Discrete gradients in short-range molecular dynamics simulations
Volker Grimm, Tobias Kliesch, G. R. W. Quispel
TL;DR
The paper develops discrete gradient (DG) integrators tailored for short-range molecular dynamics by formulating MD forces as DGs, ensuring exact energy conservation for conservative dynamics modeled by $y' = J\nabla_y H(y)$. It introduces distance-based DG constructions for pairwise, angle, and dihedral interactions, including new symmetric DGs for dihedral angles, and demonstrates second-order accuracy when DGs are symmetric. Through multiple MD tests (Lennard–Jones dimers, bond angles, dihedrals, butane) and parallel implementations using domain decomposition and MPI, the authors show robust energy preservation, momentum invariants under appropriate conditions, and scalable performance.
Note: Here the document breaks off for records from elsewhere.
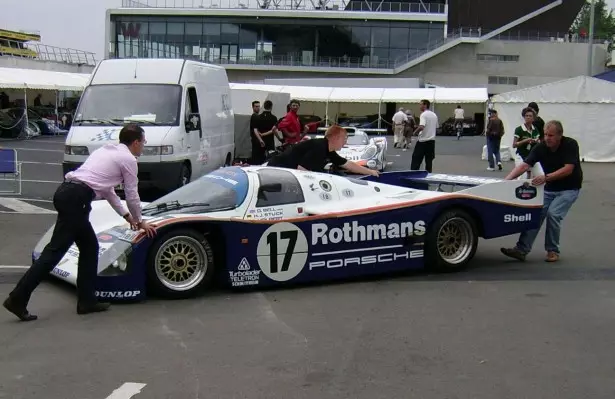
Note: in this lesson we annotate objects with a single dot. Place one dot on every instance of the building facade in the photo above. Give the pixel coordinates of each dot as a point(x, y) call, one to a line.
point(427, 40)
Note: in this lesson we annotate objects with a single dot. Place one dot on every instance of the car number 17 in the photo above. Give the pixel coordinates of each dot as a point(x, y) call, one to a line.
point(282, 251)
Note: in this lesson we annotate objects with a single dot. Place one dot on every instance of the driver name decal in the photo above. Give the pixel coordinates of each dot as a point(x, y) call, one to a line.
point(322, 234)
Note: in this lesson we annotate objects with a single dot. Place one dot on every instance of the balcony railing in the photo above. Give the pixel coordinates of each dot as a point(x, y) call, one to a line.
point(301, 5)
point(44, 52)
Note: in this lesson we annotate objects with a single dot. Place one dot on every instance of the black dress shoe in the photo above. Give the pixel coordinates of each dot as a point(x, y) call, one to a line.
point(18, 310)
point(93, 308)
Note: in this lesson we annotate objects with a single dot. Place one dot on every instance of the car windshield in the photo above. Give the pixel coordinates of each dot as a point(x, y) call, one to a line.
point(358, 139)
point(223, 189)
point(120, 103)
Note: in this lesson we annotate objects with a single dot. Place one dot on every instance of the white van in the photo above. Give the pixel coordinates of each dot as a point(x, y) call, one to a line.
point(183, 106)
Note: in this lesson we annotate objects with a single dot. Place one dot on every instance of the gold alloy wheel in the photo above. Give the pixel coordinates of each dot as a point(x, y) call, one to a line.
point(181, 263)
point(455, 240)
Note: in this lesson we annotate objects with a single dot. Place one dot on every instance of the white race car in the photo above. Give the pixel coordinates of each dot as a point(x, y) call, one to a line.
point(364, 150)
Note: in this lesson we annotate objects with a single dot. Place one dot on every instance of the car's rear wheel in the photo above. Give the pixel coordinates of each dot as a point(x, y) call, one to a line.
point(181, 264)
point(451, 241)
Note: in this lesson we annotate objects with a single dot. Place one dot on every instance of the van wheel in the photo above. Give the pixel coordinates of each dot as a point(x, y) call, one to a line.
point(180, 264)
point(184, 175)
point(451, 241)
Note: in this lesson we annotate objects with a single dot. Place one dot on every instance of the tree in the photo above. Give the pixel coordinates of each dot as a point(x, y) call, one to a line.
point(604, 21)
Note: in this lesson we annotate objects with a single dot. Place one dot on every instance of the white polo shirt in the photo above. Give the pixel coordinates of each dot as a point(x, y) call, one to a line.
point(429, 120)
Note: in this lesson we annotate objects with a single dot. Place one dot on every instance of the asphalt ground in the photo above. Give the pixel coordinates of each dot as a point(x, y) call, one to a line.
point(502, 329)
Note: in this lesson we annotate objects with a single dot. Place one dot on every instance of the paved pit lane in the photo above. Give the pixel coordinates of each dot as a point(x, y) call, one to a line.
point(502, 329)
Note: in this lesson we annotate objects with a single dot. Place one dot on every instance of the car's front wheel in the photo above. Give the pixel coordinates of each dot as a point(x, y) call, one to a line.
point(451, 241)
point(181, 264)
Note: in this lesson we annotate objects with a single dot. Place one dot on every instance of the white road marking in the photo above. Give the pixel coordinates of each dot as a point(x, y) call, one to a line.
point(126, 391)
point(19, 206)
point(34, 181)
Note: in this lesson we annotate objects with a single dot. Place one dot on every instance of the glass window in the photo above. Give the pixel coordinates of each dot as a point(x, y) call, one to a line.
point(399, 37)
point(278, 187)
point(152, 103)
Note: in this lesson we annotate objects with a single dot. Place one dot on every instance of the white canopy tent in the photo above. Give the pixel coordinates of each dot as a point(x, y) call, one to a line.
point(368, 95)
point(15, 78)
point(585, 106)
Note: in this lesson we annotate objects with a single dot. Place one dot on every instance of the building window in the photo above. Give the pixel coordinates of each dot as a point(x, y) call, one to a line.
point(497, 57)
point(503, 80)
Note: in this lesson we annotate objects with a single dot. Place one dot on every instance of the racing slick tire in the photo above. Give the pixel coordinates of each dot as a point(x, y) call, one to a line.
point(180, 264)
point(451, 241)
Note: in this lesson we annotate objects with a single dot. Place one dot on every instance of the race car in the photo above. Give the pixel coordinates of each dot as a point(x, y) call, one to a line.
point(262, 226)
point(364, 150)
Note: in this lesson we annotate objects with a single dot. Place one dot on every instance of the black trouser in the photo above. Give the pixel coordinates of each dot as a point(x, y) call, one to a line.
point(426, 150)
point(73, 201)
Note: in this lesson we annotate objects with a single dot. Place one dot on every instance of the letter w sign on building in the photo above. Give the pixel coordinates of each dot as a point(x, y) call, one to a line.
point(130, 30)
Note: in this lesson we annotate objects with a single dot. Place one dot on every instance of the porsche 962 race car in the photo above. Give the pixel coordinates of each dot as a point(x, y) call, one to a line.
point(262, 226)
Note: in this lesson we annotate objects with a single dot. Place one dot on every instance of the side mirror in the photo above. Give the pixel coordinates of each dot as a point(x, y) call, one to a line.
point(193, 122)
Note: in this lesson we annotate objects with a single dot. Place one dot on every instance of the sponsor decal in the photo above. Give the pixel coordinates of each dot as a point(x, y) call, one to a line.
point(282, 251)
point(526, 191)
point(348, 193)
point(356, 232)
point(117, 294)
point(59, 272)
point(106, 135)
point(391, 256)
point(245, 275)
point(462, 179)
point(518, 218)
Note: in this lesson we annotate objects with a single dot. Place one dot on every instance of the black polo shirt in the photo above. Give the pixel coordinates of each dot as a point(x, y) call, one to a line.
point(311, 154)
point(551, 161)
point(266, 121)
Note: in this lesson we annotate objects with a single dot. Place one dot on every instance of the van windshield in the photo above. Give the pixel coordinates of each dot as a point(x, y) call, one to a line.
point(121, 103)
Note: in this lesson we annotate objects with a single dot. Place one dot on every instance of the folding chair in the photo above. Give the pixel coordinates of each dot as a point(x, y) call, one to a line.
point(10, 169)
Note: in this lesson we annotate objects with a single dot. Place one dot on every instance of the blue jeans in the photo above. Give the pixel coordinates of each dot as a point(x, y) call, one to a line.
point(493, 150)
point(556, 206)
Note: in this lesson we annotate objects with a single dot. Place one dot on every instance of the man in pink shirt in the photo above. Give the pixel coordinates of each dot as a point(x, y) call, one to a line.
point(97, 178)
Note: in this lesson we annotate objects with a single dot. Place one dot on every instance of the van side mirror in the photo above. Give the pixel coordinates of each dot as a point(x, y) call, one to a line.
point(193, 122)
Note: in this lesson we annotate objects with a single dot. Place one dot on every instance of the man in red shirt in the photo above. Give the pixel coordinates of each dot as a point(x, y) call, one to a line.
point(290, 125)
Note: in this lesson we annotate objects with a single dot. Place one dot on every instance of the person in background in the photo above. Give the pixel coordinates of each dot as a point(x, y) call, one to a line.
point(526, 136)
point(398, 120)
point(291, 126)
point(409, 127)
point(258, 145)
point(458, 114)
point(494, 132)
point(425, 147)
point(315, 154)
point(539, 123)
point(103, 170)
point(563, 179)
point(266, 127)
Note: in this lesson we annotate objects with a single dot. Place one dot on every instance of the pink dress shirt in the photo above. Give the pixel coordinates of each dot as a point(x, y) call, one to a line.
point(106, 168)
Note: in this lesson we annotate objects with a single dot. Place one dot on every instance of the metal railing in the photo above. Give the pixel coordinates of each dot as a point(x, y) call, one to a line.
point(44, 52)
point(302, 5)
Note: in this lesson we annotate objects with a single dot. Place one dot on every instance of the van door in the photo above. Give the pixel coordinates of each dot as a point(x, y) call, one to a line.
point(194, 144)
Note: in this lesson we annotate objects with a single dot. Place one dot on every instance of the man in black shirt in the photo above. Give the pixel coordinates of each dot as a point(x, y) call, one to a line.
point(563, 178)
point(315, 154)
point(265, 125)
point(258, 145)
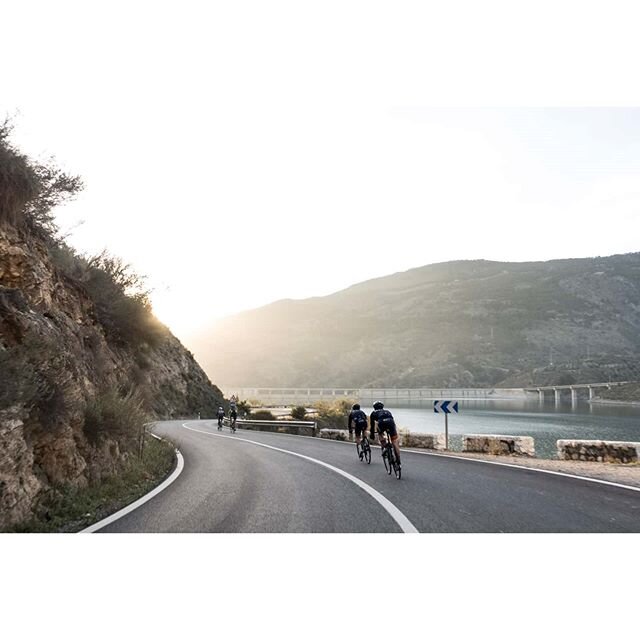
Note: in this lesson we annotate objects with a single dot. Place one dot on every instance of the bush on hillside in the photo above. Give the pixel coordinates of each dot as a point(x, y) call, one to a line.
point(298, 413)
point(333, 415)
point(30, 190)
point(116, 415)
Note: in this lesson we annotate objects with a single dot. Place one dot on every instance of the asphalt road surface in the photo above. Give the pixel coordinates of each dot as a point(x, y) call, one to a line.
point(274, 483)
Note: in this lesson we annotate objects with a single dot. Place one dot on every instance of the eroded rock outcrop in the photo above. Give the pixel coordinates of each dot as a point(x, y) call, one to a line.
point(55, 358)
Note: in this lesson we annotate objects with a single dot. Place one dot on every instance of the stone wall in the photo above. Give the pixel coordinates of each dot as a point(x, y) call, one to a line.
point(499, 445)
point(599, 451)
point(422, 440)
point(336, 434)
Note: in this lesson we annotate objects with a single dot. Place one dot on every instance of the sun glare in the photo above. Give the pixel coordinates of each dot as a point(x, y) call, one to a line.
point(180, 315)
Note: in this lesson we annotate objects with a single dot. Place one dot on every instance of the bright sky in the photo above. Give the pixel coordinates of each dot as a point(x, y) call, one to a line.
point(243, 152)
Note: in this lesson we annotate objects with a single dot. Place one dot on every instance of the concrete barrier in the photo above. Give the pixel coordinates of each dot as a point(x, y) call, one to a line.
point(295, 427)
point(336, 434)
point(422, 440)
point(599, 451)
point(499, 445)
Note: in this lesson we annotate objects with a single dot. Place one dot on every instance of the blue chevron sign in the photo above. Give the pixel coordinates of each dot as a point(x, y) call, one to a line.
point(445, 406)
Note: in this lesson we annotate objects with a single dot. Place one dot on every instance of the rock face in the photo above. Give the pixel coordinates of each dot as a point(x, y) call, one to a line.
point(599, 451)
point(499, 445)
point(55, 359)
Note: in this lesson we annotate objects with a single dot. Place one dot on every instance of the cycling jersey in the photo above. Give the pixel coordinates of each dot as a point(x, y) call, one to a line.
point(385, 421)
point(358, 417)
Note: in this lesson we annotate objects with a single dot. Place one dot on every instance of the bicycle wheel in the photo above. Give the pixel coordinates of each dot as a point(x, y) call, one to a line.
point(387, 461)
point(397, 469)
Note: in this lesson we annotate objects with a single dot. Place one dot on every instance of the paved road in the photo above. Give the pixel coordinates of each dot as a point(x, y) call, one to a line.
point(263, 482)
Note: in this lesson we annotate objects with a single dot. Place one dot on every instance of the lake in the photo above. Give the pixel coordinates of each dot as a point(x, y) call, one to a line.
point(545, 423)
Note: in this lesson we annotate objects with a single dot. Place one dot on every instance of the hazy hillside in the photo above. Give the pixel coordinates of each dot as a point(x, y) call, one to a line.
point(466, 323)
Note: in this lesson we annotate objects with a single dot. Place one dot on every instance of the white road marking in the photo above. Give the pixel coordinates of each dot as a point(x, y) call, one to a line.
point(138, 503)
point(500, 464)
point(521, 466)
point(403, 522)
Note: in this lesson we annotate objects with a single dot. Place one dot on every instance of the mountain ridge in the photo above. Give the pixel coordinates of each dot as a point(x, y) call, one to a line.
point(459, 323)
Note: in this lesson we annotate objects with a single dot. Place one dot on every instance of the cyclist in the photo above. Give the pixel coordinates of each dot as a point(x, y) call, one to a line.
point(386, 423)
point(233, 413)
point(359, 420)
point(220, 415)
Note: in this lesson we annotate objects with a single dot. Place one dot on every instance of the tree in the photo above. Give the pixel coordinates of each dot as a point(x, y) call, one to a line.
point(298, 413)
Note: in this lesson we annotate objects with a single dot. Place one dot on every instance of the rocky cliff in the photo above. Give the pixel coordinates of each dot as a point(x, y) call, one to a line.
point(76, 381)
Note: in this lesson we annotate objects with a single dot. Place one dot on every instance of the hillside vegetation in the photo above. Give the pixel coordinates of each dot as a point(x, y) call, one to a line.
point(464, 323)
point(83, 361)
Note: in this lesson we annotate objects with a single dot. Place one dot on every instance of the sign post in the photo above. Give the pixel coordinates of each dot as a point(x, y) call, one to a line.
point(446, 407)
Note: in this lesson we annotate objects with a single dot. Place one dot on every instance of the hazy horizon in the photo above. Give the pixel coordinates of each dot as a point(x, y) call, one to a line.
point(250, 163)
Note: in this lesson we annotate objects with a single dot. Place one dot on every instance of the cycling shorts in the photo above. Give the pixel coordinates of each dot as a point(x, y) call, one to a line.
point(359, 428)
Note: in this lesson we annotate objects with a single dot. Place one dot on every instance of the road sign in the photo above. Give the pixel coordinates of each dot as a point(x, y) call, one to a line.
point(445, 406)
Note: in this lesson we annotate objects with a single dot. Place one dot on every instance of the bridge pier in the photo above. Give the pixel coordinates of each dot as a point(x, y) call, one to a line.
point(574, 398)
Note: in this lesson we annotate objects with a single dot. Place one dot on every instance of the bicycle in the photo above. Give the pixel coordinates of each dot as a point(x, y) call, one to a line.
point(364, 450)
point(389, 457)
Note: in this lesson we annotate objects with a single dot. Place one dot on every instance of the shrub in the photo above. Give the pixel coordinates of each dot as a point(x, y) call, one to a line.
point(333, 415)
point(116, 415)
point(262, 414)
point(298, 413)
point(30, 190)
point(122, 301)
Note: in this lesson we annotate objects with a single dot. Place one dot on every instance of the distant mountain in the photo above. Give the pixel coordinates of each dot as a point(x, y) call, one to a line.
point(463, 323)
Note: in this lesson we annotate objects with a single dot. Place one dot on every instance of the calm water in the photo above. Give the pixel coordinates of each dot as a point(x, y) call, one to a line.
point(545, 424)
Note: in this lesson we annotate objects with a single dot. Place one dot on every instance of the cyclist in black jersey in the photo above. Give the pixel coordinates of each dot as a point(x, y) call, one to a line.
point(358, 418)
point(385, 422)
point(220, 416)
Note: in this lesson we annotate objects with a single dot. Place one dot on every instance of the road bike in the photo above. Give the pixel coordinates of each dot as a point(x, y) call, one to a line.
point(364, 450)
point(389, 457)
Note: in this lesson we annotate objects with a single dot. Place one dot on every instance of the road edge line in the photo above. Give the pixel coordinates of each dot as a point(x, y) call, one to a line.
point(400, 519)
point(145, 498)
point(496, 462)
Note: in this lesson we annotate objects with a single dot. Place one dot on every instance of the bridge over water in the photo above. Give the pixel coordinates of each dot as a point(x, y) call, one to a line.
point(307, 396)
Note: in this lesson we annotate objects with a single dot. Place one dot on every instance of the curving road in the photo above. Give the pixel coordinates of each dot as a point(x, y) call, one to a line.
point(274, 483)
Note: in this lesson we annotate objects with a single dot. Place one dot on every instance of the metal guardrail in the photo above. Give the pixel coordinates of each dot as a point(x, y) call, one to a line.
point(298, 427)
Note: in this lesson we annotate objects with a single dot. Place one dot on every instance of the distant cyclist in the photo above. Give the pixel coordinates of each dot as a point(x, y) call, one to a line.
point(358, 418)
point(233, 413)
point(386, 423)
point(220, 415)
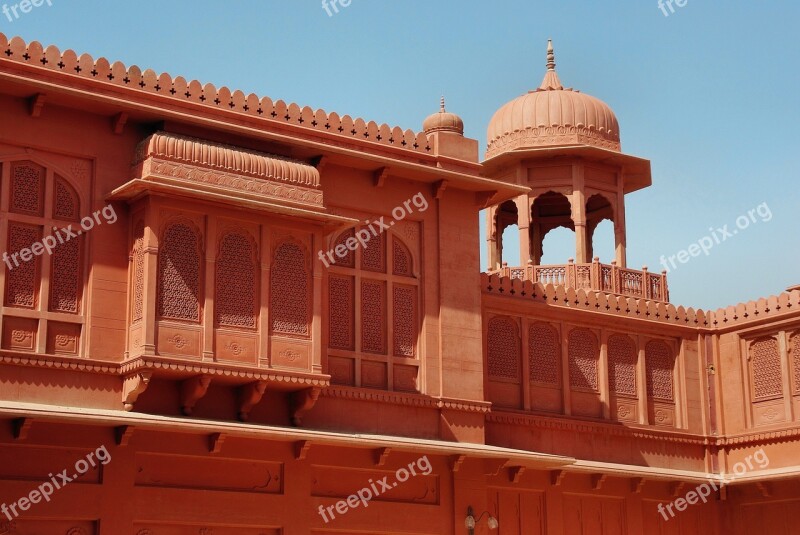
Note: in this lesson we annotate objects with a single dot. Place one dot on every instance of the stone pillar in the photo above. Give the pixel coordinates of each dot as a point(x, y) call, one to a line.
point(579, 214)
point(492, 239)
point(523, 223)
point(620, 239)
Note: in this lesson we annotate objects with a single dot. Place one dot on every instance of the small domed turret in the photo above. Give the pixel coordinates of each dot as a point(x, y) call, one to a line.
point(443, 121)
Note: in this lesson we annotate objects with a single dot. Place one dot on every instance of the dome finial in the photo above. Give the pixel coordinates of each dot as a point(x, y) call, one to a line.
point(551, 81)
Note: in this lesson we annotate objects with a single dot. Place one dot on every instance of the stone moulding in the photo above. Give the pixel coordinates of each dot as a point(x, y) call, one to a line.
point(769, 309)
point(415, 400)
point(596, 428)
point(551, 136)
point(103, 75)
point(594, 302)
point(169, 159)
point(220, 370)
point(228, 159)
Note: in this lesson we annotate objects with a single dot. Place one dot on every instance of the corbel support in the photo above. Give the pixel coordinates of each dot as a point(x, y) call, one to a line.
point(249, 396)
point(301, 402)
point(37, 104)
point(132, 387)
point(192, 390)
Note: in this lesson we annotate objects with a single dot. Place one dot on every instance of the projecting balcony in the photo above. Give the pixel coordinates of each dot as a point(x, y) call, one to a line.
point(608, 278)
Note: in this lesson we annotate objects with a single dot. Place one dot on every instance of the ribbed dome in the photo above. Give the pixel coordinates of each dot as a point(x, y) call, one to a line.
point(443, 121)
point(552, 116)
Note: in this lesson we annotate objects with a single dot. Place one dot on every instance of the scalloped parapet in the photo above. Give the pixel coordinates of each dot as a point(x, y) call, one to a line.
point(592, 301)
point(773, 308)
point(608, 278)
point(177, 89)
point(764, 309)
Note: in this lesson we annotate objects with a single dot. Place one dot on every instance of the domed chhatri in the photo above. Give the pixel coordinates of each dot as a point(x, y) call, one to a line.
point(443, 121)
point(552, 116)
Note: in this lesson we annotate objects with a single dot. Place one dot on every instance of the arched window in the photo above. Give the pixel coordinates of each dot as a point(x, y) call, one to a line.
point(622, 356)
point(765, 369)
point(583, 359)
point(179, 273)
point(503, 351)
point(290, 286)
point(544, 354)
point(236, 283)
point(375, 281)
point(43, 264)
point(659, 366)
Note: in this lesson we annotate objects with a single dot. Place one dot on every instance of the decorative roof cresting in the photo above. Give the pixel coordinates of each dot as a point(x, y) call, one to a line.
point(552, 116)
The method provides a principled, structure-preserving alternative to traditional integrators (e.g., Verlet, implicit midpoint) for true NVE simulations and large-scale MD, with practical guidance for parallel DG evaluation of short-range forces.
Abstract
Discrete gradients (DG) or more exactly discrete gradient methods are time integration schemes that are custom-built to preserve first integrals or Lyapunov functions of a given ordinary differential equation (ODE). In conservative molecular dynamics (MD) simulations, the energy of the system is constant and therefore a first integral of motion. Hence, discrete gradient methods seem to be a natural choice as an integration scheme in conservative molecular dynamics simulations.